Perhaps. But I’ve been involved in the making of a small amount of justice and a much larger amount of dinner, and I’ve rather enjoyed the process in both cases. (“Administration” might be another matter, I freely admit.)

I like to see the creative act in the act, so to speak. Or, to put it another way, I enjoy work: I could watch it for hours. If you’re the same, I’ve got a few treats for you today involving works in progress.

The first two involve music. On the OUP Blog Gordon Thompson, a Skidmore music prof, offers us a glimpse into the making of “From Me to You” by the Beatles. This brief — just a bit more than 2 minutes long — piece of pop required thirteen takes, George Martin, and some studio work to get to the state the public heard. Thirteen takes is a lot of repetition, but near repetition, which of course is the point. Give a listen for the changes: Takes 1 & 2345, 6 & 7, 8 & 9 – 13

And this is the way it was released:

http://youtu.be/u8xhSeZi5CM

Still with music, here’s a more revealing studio recording of the making of a pop hit. This is an eight-minute track of part of Brian Wilson’s work with the 20 studio musicians on the Beach Boy’s “Wouldn’t It Be Nice?”. As the post about it on Mental Floss says, “It took 21 takes to get the backing track right, then a week to record the vocals.” This is the taking of pains by a kid who knows what he wants — and is right.

Dickens's Great Expectations

Dickens’s Great Expectations

The hard work here is doing it over. And over. And, yes, over again. It works with writing too. I used to require outlines and rough drafts from my students when an essay was assigned, and every year someone was bound to say, “Oh but I don’t do rough drafts.” Which provoked the talk about how, in practice, writing is always collaborative, which means re-writing. It’s the rare author indeed who doesn’t do drafts, no matter how much of a genius. And some of the rough early drafts are worked-over nightmares, as you’ll see in the article “Crappy First Drafts of Great Books,” on Psychology Today. My favourite, I suppose, is the first page of the manuscript for Great Expectations, which you see to the left. (Click on it to enlarge it — only somewhat, unfortunately.)

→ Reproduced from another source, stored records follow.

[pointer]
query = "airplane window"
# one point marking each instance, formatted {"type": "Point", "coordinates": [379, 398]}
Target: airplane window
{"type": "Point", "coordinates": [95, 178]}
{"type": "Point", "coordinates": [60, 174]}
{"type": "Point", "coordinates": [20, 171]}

If you’re still disinclined to do drafts, check out Flavorwire’s nifty (i.e. well-drafted) quotes from a score of great writers on the importance of revision. I particularly like the advice you get from more than one great as to what to cut:

  • Whenever you feel an impulse to perpetrate a piece of exceptionally fine writing, obey it – wholeheartedly – and delete it before sending your manuscript to press. Murder your darlings. — Sir Arthur Quiller-Couch, On the Art of Writing, 1916
  • Read over your compositions and, when you meet a passage which you think is particularly fine, strike it out. – Samuel Johnson

Now, of course, when manuscripts are created digitally, we won’t have marked up manuscripts or even drafts available in years to come — unless, of course, writers save versions, and those versions survive. And, too, when it comes to music in an age of autotune, maybe one take is all the human “input” it takes.